Sur le sujet de la communication, l'élu ECF salue les efforts effectués vis-à-vis de la presse. « Alors que nous devions solliciter les journalistes, aujourd'hui ce sont eux qui nous appellent. Nous sommes identifiés comme les sachants, c'est-à-dire ceux qui sont capables d'avoir des positions pragmatiques ».
Comment appréhender, dans ce cas, les relations entre les ordres nationaux et régionaux ? Le conseil supérieur a deux missions essentielles, selon Lionel Canesi : faire du lobbying auprès des pouvoirs publics et de l'environnement économique (concernant notamment les projets et propositions de lois) et mutualiser les outils et les moyens au service des cabinets libéraux, qui représentent 95 % du total.
« Nous nous occupons de l'expert-comptable de son inscription à sa retraite. Pourtant, sur les 13 millions d'euros de cotisations collectés, plus de la moitié (7 millions) monte au conseil supérieur », souligne Laurent Benoudiz.

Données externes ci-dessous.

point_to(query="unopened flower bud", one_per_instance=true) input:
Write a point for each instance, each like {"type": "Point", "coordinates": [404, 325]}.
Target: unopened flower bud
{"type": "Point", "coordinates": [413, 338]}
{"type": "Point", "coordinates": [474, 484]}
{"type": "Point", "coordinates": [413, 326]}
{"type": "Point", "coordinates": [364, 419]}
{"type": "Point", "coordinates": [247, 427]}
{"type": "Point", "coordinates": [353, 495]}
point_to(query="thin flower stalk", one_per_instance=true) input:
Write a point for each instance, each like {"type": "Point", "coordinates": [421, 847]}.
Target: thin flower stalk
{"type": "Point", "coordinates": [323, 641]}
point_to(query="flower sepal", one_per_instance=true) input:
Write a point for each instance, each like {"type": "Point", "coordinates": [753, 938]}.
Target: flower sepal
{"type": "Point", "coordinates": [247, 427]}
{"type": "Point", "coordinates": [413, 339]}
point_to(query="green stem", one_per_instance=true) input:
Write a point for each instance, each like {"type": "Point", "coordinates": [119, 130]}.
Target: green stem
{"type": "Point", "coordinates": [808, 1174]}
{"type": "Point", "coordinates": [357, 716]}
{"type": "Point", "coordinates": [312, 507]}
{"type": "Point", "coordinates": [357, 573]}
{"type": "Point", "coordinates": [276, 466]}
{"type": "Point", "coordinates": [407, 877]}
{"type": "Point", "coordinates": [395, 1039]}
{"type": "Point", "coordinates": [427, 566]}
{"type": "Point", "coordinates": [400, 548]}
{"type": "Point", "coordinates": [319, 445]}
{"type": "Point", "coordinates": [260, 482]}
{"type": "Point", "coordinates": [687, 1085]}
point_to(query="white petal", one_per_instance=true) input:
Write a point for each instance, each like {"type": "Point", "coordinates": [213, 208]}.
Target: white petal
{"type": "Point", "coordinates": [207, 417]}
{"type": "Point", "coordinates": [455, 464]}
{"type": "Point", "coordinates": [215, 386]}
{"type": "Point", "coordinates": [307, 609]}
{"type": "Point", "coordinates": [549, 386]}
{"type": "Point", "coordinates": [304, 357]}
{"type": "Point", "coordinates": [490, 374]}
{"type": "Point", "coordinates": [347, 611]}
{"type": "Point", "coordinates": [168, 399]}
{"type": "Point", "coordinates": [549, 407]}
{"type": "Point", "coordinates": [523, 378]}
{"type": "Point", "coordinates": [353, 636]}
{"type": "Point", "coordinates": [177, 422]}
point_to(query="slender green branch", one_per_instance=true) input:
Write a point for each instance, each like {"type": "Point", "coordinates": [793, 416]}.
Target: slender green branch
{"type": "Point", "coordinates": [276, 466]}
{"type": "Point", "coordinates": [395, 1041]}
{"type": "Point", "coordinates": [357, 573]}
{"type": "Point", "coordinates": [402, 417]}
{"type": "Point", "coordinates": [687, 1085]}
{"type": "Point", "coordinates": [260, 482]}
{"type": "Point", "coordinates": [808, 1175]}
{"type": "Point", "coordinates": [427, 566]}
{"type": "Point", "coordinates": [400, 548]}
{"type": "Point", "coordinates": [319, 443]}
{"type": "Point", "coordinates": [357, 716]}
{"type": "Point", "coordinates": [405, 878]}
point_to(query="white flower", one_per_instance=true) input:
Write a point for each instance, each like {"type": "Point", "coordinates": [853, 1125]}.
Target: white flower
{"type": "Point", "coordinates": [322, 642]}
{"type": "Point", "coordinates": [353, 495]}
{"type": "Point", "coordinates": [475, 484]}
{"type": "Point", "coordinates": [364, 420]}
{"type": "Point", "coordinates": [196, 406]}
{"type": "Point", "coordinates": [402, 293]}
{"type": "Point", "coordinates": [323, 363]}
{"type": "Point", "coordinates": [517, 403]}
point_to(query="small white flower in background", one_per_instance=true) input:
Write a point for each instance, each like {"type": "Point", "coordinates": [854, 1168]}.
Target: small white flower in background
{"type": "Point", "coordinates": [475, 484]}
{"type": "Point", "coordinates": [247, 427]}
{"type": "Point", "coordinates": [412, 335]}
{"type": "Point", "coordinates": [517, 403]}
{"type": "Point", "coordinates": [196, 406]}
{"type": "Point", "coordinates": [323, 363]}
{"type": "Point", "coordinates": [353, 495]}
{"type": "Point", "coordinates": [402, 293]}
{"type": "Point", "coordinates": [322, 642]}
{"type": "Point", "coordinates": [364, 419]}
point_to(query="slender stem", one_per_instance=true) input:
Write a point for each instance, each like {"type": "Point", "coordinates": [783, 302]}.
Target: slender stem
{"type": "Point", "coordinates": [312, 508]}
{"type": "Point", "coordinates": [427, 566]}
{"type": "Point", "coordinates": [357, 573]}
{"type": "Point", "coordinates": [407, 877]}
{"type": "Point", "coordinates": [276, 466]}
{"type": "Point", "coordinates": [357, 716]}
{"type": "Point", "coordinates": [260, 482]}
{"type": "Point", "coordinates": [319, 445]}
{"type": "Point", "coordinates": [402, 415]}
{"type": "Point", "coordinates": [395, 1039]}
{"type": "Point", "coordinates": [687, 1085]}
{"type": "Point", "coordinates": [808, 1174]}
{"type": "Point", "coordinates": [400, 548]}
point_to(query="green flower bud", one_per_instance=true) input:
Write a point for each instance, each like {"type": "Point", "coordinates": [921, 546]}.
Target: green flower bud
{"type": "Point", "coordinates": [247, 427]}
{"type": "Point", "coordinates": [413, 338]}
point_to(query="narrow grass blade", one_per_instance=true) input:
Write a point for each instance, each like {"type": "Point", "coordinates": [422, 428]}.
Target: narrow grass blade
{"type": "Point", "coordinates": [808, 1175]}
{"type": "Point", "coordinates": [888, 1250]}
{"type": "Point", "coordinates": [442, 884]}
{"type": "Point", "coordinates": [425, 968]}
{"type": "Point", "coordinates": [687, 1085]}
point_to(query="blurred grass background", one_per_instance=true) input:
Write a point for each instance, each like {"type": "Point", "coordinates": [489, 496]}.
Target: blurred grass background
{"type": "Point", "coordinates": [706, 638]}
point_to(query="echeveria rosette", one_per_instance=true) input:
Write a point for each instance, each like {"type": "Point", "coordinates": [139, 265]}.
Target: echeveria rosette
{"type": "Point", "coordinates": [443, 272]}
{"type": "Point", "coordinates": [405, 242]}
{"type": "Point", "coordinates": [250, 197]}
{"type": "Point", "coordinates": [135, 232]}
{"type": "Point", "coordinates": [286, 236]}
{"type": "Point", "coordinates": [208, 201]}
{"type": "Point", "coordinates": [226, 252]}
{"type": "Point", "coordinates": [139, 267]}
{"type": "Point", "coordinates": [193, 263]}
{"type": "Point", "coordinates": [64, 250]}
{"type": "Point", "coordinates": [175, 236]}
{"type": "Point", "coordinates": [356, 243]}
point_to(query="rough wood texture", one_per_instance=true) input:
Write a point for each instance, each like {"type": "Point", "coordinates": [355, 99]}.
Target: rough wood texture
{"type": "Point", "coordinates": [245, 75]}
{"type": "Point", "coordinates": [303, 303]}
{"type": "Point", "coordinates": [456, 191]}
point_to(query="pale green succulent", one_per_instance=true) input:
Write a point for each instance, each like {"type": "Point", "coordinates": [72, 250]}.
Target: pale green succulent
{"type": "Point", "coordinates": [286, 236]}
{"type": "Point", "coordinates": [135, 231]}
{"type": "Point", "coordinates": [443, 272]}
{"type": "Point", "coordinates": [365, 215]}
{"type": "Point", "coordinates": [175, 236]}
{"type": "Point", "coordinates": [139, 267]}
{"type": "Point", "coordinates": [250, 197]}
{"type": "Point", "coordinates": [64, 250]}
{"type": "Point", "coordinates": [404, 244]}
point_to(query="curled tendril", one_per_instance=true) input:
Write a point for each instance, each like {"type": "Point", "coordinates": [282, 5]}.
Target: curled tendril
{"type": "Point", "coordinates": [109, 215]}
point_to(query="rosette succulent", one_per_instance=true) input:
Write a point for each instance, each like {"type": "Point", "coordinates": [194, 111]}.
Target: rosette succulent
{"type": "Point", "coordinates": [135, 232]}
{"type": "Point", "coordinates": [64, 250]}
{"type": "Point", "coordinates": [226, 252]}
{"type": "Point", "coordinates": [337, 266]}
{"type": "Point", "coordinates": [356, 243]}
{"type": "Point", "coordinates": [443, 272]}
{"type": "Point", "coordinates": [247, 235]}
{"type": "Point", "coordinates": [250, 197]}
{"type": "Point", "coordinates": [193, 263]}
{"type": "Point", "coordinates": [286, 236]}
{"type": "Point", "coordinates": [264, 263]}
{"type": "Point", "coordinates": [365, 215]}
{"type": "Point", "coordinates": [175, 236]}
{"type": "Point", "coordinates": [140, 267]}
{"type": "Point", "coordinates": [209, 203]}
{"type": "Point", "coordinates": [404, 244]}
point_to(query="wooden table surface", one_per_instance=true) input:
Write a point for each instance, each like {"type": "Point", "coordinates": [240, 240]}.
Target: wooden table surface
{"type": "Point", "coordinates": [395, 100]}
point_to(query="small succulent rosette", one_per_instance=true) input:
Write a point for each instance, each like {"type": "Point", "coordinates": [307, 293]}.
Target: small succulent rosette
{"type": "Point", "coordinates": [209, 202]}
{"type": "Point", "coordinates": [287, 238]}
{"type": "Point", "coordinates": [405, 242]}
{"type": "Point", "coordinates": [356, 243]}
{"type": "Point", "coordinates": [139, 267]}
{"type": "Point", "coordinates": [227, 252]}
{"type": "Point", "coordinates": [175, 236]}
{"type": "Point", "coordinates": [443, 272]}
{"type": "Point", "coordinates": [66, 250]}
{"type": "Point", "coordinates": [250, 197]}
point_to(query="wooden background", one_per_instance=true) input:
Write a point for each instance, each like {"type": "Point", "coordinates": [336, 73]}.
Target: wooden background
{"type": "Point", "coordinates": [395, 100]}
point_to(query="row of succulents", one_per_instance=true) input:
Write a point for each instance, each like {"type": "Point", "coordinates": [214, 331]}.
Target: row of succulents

Pour le président du CROEC francilien, il est nécessaire de réduire le poids du conseil supérieur pour permettre aux ordres régionaux de gagner en autonomie. « Nous devons en effet décentraliser pour que les régions soient les plus efficaces possibles », ajoute-t-il, estimant que le conseil supérieur doit être optimisé pour faciliter la coordination régionale.
Dans la même veine, Odile Dubreuil estime que le conseil supérieur n'a pas fait son travail de représentant des experts-comptables auprès des pouvoirs publics au début de la crise. « Nous avons dû monter au créneau pour faire remonter certaines informations parce que le conseil supérieur ne bougeait pas », souligne-t-elle, avant d'ajouter que la profession doit pouvoir compter sur des ordres régionaux forts et dotés de moyens en conséquence.
« Il faut toucher la population au plus près, ce qui compte c'est d'être pragmatique, d'expliquer que nous sommes les experts des TPE-PME. Nous sommes des chefs d'entreprises qui font bénéficier de leur expérience à d'autres chefs d'entreprises », souligne Lionel Canesi. Ce point de vue est partagé par Hubert Tondeur, qui estime que c'est la communication locale qui porte ses fruits.
Défendre l'exercice libéral
Pour Laurent Benoudiz, concernant l'avenir de la profession, ce n'est pas la demande des entrepreneurs qui pose problème, mais l'offre proposée par les professionnels du chiffre. « Contrairement à ce que le conseil supérieur considère, les clients sont prêts à prendre les missions que nous-mêmes sommes prêts à leur offrir. Il faut donner des clés aux cabinets pour leurs missions d'accompagnement et de conseil. Nous ne savons pas vendre les missions qui ne sont pas liées à une obligation légale. Ce n'est pas en faisant de la communication institutionnelle que nous allons résoudre le problème, mais en proposant un accompagnement au plus proche, pour aider les entreprises à passer ce cap difficile », insiste le président du CROEC Paris Île-de-France.
Il est donc nécessaire, selon Hubert Tondeur, de repenser l'organisation des cabinets. « Nous devons rendre à la coordination des présidents ses lettres de noblesse, ce sont eux qui ont au contact de l'environnement économique et des experts-comptables au quotidien ».
Et Laurent Benoudiz de conclure : « Nous devons défendre les petits cabinets si nous ne voulons pas voir disparaître l'exercice libéral, qui constitue l'un des principaux atouts de notre métier. Il faut que l'institution nationale aide tout le monde, y compris les petits ».